Moreover, this assessment of reincarnation as man’s initial belief in the afterlife fundamentally show us how humans developed their inner relationship with themselves, and how their conduct should be in society and culture. Out of what Manly Hall called a “desperate need for hope and faith” humans developed the afterlife as the foundational groundwork with which they began to develop the memetic adaptations of their cerebral cortex—dreams being the fundamental exercise used.
This complex idea of evolutionary memetics provides a very eloquent psychodynamic underpinning for why the human would gain advantages from a belief in reincarnation and even God: because it propels the human towards unity between their mind and body, towards overall purpose that extends beyond their inner mind yet maintains connection.
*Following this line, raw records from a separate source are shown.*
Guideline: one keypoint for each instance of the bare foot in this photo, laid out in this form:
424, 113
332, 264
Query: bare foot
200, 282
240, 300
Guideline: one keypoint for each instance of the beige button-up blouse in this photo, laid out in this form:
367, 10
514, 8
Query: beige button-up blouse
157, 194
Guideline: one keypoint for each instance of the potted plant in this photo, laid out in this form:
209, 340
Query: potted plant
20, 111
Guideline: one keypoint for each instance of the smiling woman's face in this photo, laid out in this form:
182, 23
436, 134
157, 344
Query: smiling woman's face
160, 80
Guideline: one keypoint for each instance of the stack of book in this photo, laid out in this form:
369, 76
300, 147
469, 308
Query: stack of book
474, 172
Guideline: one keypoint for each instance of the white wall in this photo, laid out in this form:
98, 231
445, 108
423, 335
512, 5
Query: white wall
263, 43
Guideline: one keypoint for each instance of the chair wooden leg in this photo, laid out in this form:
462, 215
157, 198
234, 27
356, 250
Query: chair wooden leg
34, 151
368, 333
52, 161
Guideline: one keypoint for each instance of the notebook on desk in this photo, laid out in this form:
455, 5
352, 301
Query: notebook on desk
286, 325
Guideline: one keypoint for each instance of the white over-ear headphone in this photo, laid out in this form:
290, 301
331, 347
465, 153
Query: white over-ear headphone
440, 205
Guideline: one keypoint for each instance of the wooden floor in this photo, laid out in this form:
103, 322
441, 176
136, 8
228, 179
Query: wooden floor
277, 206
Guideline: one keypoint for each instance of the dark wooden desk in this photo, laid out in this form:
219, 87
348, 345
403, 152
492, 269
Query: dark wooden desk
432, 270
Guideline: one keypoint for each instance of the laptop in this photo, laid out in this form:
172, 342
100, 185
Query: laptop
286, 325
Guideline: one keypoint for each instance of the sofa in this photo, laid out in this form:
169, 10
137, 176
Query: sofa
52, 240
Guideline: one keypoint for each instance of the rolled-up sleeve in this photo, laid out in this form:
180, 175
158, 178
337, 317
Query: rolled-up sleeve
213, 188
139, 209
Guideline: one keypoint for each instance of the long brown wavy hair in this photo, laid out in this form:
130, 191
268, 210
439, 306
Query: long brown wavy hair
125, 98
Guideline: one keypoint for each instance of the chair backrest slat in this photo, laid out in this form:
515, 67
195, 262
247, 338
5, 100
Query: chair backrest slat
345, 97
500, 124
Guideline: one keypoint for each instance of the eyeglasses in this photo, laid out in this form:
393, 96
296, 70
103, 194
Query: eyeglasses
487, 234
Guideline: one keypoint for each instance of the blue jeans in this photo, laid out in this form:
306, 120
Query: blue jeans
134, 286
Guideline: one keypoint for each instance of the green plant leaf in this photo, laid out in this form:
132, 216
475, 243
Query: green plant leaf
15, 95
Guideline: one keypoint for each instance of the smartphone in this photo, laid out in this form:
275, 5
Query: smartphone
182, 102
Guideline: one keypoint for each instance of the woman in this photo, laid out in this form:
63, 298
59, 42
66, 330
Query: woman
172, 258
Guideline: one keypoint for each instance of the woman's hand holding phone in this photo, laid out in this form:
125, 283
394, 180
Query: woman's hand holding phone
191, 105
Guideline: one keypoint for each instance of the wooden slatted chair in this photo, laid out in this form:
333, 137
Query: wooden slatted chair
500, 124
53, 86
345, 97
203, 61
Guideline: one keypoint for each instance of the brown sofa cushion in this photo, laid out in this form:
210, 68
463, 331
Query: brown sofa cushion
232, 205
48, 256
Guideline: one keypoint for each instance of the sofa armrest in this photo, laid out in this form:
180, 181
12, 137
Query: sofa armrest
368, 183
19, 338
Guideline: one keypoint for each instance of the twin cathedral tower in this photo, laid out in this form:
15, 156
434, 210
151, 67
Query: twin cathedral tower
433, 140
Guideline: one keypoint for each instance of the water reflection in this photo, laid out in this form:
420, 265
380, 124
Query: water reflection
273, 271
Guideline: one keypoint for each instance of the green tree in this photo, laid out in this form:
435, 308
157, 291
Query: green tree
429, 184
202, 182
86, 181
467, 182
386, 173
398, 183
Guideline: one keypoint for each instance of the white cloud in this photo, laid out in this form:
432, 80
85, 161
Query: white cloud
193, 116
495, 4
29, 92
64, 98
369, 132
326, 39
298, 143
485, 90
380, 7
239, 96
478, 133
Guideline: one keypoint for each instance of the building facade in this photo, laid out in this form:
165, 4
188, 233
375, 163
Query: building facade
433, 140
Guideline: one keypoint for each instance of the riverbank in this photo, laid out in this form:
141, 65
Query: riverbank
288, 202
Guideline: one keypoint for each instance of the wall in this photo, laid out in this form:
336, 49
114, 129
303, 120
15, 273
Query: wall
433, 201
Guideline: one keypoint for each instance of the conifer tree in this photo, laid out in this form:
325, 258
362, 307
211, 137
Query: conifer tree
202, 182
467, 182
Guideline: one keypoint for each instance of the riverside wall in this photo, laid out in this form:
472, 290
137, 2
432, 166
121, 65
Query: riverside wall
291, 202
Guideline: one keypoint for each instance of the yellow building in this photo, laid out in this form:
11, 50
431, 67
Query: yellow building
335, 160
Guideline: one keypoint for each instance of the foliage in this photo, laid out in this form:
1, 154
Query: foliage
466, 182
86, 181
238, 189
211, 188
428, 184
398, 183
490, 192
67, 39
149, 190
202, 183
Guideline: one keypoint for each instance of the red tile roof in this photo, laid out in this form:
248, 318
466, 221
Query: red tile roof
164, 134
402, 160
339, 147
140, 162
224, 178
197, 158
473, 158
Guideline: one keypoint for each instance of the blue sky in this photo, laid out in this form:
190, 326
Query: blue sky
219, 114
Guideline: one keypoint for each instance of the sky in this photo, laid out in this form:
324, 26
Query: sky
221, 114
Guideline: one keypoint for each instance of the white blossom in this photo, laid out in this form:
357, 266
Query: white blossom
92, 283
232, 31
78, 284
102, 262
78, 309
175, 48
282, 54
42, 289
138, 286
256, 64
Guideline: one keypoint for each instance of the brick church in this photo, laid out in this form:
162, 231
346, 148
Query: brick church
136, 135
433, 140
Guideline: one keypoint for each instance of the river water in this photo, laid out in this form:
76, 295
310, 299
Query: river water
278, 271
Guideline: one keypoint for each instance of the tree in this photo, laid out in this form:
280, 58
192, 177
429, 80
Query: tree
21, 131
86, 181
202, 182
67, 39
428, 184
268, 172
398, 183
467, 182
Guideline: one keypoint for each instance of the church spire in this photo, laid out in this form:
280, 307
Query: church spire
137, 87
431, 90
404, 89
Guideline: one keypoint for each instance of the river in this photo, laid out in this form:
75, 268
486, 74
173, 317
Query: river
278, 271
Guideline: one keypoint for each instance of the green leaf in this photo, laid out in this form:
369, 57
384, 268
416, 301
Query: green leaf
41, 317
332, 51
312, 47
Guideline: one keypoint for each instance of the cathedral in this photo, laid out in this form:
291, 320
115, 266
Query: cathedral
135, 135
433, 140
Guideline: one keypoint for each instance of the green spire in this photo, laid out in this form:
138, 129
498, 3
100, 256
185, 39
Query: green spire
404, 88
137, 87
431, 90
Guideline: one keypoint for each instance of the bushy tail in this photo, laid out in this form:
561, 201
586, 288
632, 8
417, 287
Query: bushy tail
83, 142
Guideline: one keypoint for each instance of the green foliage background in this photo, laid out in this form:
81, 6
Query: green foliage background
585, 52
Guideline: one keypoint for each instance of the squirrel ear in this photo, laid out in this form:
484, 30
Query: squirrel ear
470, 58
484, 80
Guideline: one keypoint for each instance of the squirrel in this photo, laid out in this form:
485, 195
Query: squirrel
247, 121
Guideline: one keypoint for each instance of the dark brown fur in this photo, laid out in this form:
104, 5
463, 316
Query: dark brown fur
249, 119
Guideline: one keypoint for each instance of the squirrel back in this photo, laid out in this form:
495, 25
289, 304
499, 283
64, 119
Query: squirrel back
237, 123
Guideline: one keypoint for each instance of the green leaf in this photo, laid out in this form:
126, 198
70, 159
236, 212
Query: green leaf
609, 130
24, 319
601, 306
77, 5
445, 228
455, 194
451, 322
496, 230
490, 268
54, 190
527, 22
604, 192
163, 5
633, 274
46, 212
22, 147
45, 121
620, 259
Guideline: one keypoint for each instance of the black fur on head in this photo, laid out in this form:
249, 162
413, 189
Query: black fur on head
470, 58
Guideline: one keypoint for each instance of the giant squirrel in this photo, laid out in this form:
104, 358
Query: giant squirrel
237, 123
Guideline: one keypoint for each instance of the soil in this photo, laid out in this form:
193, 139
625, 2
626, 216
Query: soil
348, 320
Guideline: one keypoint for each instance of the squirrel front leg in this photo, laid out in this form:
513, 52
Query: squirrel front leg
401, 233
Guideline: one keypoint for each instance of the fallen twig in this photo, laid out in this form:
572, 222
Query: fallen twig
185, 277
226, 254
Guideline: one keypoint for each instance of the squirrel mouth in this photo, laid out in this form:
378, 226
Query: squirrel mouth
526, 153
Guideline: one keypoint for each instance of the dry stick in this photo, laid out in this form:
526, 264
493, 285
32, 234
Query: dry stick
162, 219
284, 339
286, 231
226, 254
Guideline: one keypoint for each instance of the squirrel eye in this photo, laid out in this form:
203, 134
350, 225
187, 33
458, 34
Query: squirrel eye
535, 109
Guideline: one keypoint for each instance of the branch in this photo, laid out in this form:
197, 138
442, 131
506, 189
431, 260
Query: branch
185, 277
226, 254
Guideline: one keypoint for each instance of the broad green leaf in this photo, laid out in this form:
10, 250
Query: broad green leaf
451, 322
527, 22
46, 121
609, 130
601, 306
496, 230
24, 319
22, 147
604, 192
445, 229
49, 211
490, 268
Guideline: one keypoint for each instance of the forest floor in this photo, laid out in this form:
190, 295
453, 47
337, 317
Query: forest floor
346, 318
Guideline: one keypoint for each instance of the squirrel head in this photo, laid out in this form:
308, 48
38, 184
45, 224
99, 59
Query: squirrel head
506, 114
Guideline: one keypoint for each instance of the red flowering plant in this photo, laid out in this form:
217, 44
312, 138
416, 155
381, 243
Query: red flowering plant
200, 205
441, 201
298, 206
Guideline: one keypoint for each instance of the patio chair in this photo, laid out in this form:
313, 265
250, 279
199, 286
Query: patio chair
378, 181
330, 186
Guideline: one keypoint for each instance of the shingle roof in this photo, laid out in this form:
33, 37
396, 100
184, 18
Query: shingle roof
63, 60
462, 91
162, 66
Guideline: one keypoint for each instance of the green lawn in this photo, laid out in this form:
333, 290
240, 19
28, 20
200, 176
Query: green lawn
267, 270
This, here, is the only currently empirical conclusion that can be drawn from the afterlife thus far and is the belief that Jung himself shared. Reincarnation is certainly not true in the folkloric sense, but from the perspective of thermodynamics and electromagnetic phenomena, there is every empirical indication that a soul can continue on after physical death—in what way, shape and form, we cannot say, but scientific evidence has only given further rise to this claim over time.
For now, I leave the reader with the question proposed at the beginning of the prologue: what, exactly, do you believe in?